UCSC in the News

Slate magazine ran a feature story about music professor David Cope, inventor of the world's most musically creative computer program (named Emily Howell), whose latest album, Emily Howell, From Darkness to Light, was recently released.

History professor Gail Hershatter was quoted in a Washington Post story about the late Hsiao Li Lindsay, author of Bold Plum: With the Guerrillas in China's War Against Japan, a memoir that Hershatter said contains some of the best commentary on life in war-torn China.

The San Jose Business Journal wrote an article on the UCSC Business Plan Competition in advance of the finals.

Education Week quoted Judit Moschkovich, associate professor of education, in an article on developing proficiency standards for English-language learners.
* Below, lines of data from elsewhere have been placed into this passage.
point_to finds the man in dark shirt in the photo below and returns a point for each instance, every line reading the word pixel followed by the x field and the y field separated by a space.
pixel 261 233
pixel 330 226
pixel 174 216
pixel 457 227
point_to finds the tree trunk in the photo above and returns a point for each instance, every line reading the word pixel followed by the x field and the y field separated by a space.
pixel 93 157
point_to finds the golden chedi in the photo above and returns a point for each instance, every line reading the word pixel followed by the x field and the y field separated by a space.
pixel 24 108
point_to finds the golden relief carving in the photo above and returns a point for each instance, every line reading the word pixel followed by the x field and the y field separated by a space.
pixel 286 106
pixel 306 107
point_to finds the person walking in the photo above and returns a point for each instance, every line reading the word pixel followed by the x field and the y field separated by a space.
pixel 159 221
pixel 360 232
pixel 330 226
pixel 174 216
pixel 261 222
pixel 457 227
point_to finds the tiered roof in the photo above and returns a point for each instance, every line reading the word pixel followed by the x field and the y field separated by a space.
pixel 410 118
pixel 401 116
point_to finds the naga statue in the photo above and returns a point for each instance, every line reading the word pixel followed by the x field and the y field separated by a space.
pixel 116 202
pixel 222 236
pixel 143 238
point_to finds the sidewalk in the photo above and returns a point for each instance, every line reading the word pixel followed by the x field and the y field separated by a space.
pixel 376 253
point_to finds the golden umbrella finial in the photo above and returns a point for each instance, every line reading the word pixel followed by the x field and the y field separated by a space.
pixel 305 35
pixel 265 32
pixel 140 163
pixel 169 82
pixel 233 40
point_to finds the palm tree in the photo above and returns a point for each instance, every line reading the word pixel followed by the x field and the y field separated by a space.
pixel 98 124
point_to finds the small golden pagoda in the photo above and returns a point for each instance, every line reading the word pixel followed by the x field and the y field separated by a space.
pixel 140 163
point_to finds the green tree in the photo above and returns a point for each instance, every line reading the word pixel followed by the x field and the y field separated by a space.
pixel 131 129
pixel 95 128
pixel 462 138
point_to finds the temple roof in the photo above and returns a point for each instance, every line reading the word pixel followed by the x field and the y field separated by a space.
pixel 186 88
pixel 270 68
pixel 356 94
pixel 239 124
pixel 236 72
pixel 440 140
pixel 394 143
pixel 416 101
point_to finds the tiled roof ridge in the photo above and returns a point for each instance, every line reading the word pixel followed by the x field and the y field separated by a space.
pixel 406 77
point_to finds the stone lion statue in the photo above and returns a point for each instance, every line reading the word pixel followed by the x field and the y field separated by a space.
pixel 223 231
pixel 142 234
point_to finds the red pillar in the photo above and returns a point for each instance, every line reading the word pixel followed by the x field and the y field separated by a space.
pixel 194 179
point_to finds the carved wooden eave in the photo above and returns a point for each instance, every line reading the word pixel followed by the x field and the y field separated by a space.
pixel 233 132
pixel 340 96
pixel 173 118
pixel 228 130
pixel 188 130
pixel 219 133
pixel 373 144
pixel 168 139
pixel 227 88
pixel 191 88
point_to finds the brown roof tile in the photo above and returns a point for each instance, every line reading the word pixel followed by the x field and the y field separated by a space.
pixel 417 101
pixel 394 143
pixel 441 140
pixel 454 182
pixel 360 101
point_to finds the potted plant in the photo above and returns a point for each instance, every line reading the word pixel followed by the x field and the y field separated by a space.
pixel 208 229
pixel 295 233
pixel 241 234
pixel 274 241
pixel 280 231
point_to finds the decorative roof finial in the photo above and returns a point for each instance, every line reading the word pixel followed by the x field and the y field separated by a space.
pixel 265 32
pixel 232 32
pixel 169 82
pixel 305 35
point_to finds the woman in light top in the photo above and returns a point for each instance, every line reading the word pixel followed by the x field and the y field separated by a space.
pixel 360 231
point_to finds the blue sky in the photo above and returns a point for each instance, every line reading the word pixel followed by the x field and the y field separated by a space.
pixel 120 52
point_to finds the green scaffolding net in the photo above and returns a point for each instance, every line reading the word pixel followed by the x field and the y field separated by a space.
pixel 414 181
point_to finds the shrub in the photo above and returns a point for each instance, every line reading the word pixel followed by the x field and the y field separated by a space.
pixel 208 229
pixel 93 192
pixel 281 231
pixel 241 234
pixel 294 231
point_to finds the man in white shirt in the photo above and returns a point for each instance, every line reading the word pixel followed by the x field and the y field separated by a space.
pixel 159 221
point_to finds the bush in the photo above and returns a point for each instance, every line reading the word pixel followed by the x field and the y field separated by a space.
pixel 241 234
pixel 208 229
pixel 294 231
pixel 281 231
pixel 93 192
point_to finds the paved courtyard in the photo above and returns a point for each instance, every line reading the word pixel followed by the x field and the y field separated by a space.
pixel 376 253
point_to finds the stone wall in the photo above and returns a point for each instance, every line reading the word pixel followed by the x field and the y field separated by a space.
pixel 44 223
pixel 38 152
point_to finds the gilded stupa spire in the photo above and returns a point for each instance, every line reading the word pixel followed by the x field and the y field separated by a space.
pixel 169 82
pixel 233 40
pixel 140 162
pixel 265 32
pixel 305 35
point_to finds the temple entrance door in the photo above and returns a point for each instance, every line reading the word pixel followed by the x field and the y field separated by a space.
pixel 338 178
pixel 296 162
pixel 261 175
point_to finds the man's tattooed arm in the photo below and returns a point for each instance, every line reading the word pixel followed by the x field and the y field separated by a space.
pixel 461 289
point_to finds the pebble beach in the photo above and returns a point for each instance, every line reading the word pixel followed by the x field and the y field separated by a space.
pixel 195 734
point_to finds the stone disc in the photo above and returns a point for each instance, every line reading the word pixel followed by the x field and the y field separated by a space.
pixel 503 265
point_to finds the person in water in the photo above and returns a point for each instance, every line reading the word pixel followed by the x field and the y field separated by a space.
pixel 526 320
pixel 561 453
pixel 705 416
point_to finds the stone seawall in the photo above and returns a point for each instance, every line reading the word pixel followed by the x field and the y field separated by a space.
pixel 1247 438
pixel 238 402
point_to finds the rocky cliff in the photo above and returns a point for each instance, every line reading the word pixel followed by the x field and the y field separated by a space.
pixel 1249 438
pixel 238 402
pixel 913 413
Moschkovich is advising the team writing math standards.

KSCO-AM radio in Santa Cruz aired an interview with environmental studies Professor Greg Gilbert about the Santa Cruz-Watsonville Inquiry Based-Learning in Environmental Sciences project that he leads.
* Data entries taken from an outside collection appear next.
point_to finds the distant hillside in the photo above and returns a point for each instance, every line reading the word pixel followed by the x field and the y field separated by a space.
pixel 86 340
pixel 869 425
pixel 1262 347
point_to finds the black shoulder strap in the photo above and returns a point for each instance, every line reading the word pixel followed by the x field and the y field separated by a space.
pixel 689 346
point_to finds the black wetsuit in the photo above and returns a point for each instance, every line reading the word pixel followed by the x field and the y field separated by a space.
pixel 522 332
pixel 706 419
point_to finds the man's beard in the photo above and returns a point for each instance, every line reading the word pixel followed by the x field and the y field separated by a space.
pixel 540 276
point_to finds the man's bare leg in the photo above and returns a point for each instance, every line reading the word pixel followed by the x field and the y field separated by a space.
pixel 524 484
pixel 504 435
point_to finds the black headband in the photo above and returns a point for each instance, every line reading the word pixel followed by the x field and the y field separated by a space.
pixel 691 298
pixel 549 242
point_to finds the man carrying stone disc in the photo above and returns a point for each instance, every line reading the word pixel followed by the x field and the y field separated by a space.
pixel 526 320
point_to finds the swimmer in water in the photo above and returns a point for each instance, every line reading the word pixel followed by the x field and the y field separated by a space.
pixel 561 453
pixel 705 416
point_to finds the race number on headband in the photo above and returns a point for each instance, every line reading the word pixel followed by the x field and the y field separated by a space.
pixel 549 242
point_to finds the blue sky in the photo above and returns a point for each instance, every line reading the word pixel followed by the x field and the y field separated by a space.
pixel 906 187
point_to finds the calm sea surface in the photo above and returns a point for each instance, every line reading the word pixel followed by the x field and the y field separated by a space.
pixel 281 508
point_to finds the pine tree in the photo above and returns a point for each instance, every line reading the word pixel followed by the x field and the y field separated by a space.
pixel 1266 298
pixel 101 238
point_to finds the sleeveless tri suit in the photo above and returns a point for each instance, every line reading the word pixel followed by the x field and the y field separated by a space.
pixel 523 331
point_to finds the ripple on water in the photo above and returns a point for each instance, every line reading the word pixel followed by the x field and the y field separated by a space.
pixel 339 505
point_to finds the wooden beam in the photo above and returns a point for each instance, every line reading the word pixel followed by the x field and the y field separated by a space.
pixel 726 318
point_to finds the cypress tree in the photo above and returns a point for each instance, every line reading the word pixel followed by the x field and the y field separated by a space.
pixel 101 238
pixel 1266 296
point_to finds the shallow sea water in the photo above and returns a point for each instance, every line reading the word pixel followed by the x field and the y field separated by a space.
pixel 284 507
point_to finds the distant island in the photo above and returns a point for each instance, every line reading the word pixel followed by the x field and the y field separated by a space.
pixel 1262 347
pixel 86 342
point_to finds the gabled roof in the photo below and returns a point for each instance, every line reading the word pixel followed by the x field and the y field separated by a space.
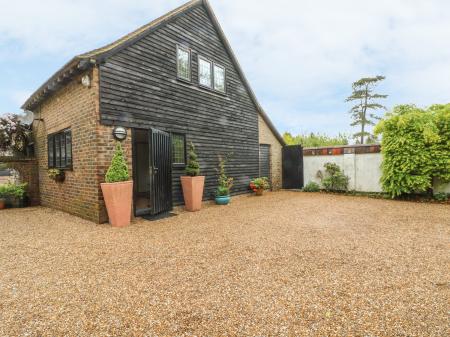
pixel 83 61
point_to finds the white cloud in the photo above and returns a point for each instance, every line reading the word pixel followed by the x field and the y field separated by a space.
pixel 300 56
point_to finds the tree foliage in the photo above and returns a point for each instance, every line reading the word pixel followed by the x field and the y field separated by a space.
pixel 415 147
pixel 362 112
pixel 315 140
pixel 118 170
pixel 334 178
pixel 192 167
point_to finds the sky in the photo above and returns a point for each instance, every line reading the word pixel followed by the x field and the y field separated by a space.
pixel 300 57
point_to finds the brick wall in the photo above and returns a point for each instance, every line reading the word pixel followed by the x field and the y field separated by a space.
pixel 266 136
pixel 77 107
pixel 74 107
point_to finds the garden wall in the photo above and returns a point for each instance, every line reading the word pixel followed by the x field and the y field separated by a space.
pixel 362 163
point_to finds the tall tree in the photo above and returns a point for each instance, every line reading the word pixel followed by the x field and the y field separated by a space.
pixel 363 112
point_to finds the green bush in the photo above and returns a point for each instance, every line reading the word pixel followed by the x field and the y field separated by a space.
pixel 441 196
pixel 415 147
pixel 193 167
pixel 118 170
pixel 312 186
pixel 334 179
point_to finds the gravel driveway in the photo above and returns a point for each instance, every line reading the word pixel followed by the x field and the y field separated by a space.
pixel 284 264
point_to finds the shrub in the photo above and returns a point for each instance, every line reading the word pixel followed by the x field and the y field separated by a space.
pixel 259 183
pixel 193 167
pixel 312 186
pixel 118 170
pixel 333 179
pixel 225 183
pixel 415 147
pixel 10 190
pixel 441 196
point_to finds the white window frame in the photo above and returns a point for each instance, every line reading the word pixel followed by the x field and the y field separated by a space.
pixel 211 70
pixel 185 49
pixel 224 78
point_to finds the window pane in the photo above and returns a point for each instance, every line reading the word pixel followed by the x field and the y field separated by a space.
pixel 183 64
pixel 50 149
pixel 63 150
pixel 204 73
pixel 219 78
pixel 69 148
pixel 58 151
pixel 178 149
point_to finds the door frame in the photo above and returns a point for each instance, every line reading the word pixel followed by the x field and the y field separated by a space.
pixel 150 170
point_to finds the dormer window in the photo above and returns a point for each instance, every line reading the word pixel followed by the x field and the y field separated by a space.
pixel 204 72
pixel 183 63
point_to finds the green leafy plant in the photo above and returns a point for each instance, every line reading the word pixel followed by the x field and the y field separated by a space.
pixel 225 182
pixel 415 147
pixel 11 190
pixel 118 170
pixel 192 167
pixel 312 186
pixel 259 183
pixel 441 196
pixel 333 179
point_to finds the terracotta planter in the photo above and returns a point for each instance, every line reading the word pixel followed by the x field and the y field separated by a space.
pixel 193 192
pixel 118 199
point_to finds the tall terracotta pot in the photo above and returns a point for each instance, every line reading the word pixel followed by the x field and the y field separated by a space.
pixel 193 192
pixel 118 199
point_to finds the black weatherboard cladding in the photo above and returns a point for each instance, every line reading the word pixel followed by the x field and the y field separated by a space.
pixel 138 88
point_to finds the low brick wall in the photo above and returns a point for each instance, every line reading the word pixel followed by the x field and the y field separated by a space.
pixel 362 163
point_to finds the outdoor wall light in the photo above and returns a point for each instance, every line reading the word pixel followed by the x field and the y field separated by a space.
pixel 120 133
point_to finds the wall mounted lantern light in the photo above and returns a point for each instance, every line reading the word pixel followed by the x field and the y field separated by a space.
pixel 120 133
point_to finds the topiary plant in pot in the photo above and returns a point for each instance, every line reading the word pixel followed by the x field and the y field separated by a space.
pixel 225 184
pixel 118 190
pixel 192 183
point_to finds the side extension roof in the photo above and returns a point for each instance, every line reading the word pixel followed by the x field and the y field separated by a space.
pixel 82 62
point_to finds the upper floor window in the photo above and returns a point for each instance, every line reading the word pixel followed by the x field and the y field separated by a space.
pixel 219 78
pixel 60 149
pixel 204 72
pixel 183 63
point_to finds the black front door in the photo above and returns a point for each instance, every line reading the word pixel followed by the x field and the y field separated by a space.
pixel 160 171
pixel 292 167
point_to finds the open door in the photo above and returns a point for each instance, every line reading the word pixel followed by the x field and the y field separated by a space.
pixel 160 171
pixel 152 172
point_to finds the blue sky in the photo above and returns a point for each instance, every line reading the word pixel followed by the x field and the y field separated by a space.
pixel 299 56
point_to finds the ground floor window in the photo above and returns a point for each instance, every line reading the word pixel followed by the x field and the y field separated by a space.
pixel 178 149
pixel 60 149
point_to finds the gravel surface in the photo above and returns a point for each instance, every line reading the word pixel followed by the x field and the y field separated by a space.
pixel 284 264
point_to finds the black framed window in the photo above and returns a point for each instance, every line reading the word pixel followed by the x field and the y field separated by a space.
pixel 60 149
pixel 178 149
pixel 183 63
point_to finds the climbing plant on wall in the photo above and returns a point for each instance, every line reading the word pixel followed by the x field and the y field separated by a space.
pixel 415 147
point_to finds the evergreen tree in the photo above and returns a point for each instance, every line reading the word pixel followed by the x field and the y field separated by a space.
pixel 193 167
pixel 366 101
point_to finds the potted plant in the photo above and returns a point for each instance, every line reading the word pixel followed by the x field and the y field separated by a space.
pixel 258 185
pixel 192 183
pixel 225 184
pixel 2 197
pixel 57 175
pixel 118 190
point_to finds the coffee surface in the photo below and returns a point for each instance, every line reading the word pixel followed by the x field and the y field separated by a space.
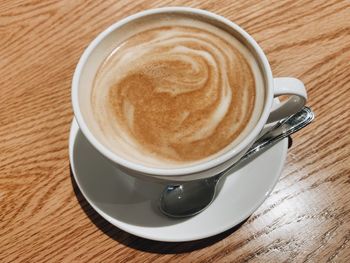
pixel 175 93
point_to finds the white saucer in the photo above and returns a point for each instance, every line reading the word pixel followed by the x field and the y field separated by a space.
pixel 132 204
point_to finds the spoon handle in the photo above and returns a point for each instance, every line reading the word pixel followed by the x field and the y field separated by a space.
pixel 281 130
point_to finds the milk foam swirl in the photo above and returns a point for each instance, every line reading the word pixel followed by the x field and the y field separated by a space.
pixel 177 93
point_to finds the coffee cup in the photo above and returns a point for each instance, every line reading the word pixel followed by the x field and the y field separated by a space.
pixel 95 55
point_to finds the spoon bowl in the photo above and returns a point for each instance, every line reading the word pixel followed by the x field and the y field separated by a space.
pixel 191 198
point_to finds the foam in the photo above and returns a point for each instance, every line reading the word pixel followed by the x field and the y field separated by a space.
pixel 179 92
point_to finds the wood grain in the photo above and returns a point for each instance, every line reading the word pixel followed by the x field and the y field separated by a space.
pixel 43 216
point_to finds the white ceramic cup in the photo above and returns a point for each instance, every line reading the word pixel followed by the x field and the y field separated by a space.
pixel 102 46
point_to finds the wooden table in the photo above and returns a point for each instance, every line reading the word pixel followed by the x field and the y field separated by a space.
pixel 44 218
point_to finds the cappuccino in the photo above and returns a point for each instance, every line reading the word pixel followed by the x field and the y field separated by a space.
pixel 176 91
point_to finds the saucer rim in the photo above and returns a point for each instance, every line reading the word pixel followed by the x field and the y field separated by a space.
pixel 134 230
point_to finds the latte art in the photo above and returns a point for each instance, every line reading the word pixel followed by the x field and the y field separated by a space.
pixel 175 93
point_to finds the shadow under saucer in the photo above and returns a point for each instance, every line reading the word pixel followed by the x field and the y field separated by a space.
pixel 131 204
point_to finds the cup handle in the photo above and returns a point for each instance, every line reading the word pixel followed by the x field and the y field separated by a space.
pixel 297 100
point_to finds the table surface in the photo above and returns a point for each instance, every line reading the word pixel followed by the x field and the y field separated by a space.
pixel 44 218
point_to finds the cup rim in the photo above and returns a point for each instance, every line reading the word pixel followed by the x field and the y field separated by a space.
pixel 178 171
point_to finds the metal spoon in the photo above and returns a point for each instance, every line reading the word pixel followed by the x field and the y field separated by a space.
pixel 191 198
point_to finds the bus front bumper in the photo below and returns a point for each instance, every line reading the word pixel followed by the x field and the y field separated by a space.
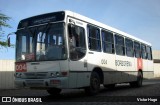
pixel 60 82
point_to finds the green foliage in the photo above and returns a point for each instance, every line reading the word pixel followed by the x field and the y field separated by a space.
pixel 3 23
KSBW TV covered the Gardening Marathon at the Arboretum, including interviews with education director Stephen McCabe and student worker Sylvie Childress.

Astronomer Sandra Faber was interviewed by a crew from KTEH TV for a profile of her to run later this summer on the program "This is Us."
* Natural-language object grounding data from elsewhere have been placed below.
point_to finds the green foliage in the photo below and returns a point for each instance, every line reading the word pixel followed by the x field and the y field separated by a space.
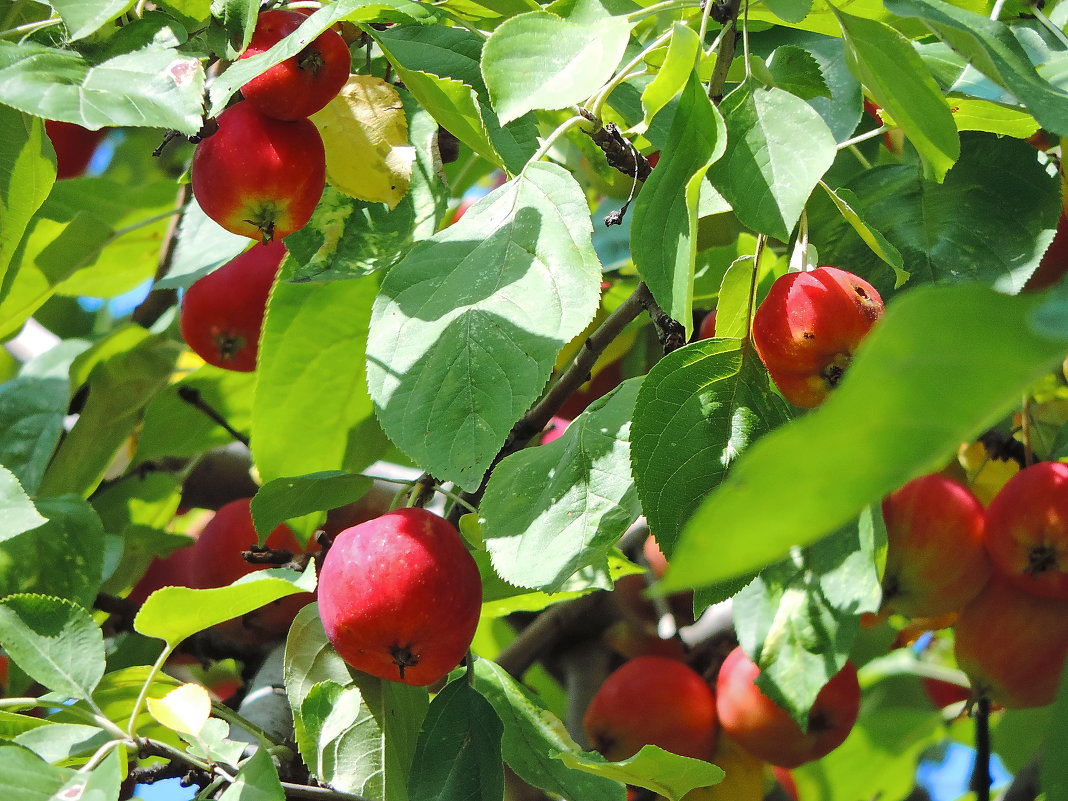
pixel 440 343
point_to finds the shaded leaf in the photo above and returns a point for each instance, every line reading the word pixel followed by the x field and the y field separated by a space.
pixel 552 509
pixel 456 354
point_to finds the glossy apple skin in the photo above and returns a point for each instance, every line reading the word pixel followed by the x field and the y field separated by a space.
pixel 1027 530
pixel 653 701
pixel 809 327
pixel 936 555
pixel 257 176
pixel 301 84
pixel 74 146
pixel 216 561
pixel 1012 644
pixel 222 313
pixel 766 729
pixel 399 596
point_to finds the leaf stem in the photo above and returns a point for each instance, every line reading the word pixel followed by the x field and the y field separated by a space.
pixel 635 16
pixel 30 28
pixel 551 139
pixel 153 672
pixel 862 137
pixel 596 101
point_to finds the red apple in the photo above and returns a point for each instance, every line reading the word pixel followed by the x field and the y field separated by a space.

The Santa Cruz Sentinel and Santa Cruz Good Times reported that music professor Hi Kyung Kim will be one of the five keynote speakers for the UNESCO World Conference on Arts Education in Seoul, South Korea.

The Good Times also reviewed the Theater Arts Department's production of Hair, noting that the musical "is the perfect vehicle" for director and theater arts professor Danny Scheie.

Music professor Linda Burman-Hall was interviewed on KSCO radio about the gamelan traditions of Indonesia.